If your United Way does everything you did in 2023 once again in 2024, it is unreasonable to expect anything different to happen. The challenges your United Way faced in 2023 are not going anywhere in 2024.

Do you want things to be different in 2024?

If so, what changes will your United Way make in 2024? Here are 7 changes you should consider making at your United Way in 2024:

Be Your own United Way

If you do what every other United Way does, you’ll get the same results that every other United Way gets. Do what your community needs you to do.

Say “No” More Often Than you say “Yes”

Say “no” to anything that will distract you, takes more time than it is worth, could be done by another organization, or does not align with your goal. What your United Way chooses not to do is as important, if not more so, than what your United Way chooses to do.

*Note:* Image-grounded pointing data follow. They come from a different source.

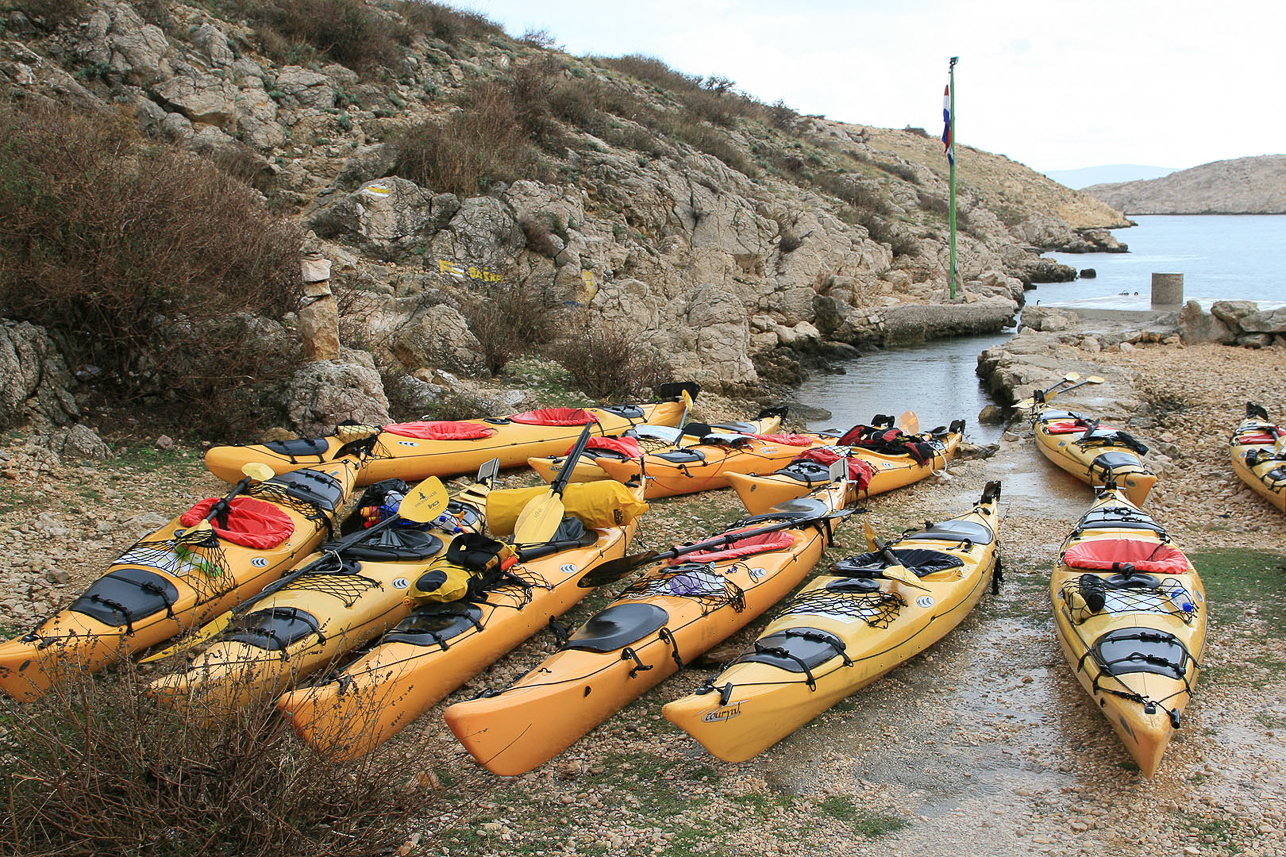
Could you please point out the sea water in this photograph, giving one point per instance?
(1221, 258)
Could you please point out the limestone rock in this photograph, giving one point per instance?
(1197, 326)
(439, 337)
(382, 218)
(326, 393)
(35, 384)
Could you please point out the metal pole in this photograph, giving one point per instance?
(952, 84)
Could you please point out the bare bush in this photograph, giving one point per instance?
(509, 321)
(118, 245)
(95, 768)
(607, 362)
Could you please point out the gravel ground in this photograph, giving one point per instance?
(983, 745)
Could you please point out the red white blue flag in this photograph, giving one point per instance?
(948, 138)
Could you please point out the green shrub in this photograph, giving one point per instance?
(142, 256)
(95, 768)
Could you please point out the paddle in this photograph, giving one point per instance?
(895, 571)
(422, 505)
(199, 533)
(616, 569)
(539, 519)
(1066, 378)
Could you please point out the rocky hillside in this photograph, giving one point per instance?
(1241, 185)
(450, 171)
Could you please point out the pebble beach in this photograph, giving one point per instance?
(984, 745)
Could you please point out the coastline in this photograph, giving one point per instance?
(984, 744)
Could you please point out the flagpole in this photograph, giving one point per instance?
(952, 130)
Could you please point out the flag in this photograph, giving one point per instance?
(948, 140)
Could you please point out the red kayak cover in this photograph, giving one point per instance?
(859, 471)
(440, 430)
(1110, 555)
(554, 417)
(251, 523)
(1065, 427)
(628, 447)
(787, 439)
(759, 543)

Make Your Donor’s Goal, Your Goal

Donors don’t give to United Way for you to achieve your campaign goal. They give to United Way to change lives. Set a goal for the number of lives changed. Get serious about changing your community with a goal like “Help 8,000 working households achieve financial stability by 2033.” (United Way of York County, PA)

Live in the Future

Most United Ways live in the past, they talk about how much money they raised last year or what organizations received funding last year. Donors don’t want to contribute to pay for what happened last year. Give donors a reason to give this year such as “Your contribution will help provide 3,000 children with books this year.”

Invest in Yourself

You need to save yourself first. Too many United Ways have cut staff, trimmed budgets, or used reserves to maintain partner agency funding, but in the process of doing so have only made their situation worse. Investing in the capacity and capability of your United Way is essential if you want to raise more money, create more impact, and be sustainable for the long-term.

Broaden Your Horizons

Focusing on what you are trying to achieve, rather than how your United Way got in this situation, opens up a world of possibilities. Choose what issue your United Way is going to address, set a clear goal, figure out what you need to do to achieve the goal, and then ask your donors, partner agencies, workplace campaigns, volunteers, and community to join you on the journey. This is what issue focused United Ways do to grow and diversify their resources, increase their impact, clarify their message, and provide measurable results to make their United Way relevant and sustainable.

Have the Talk

United Ways continue to struggle because they do the same things over and over and never talk about what is the next thing they should be doing. Get your board and staff together and have a talk about the purpose of your United Way. What is the change you want to make? What does your community need you to do? What work will donors support? This is precisely what we do during our New Directions Board and Staff Retreat. Every United Way that has participated in our New Directions Board and Staff Retreat says the same thing “I wish we had this conversation years ago.”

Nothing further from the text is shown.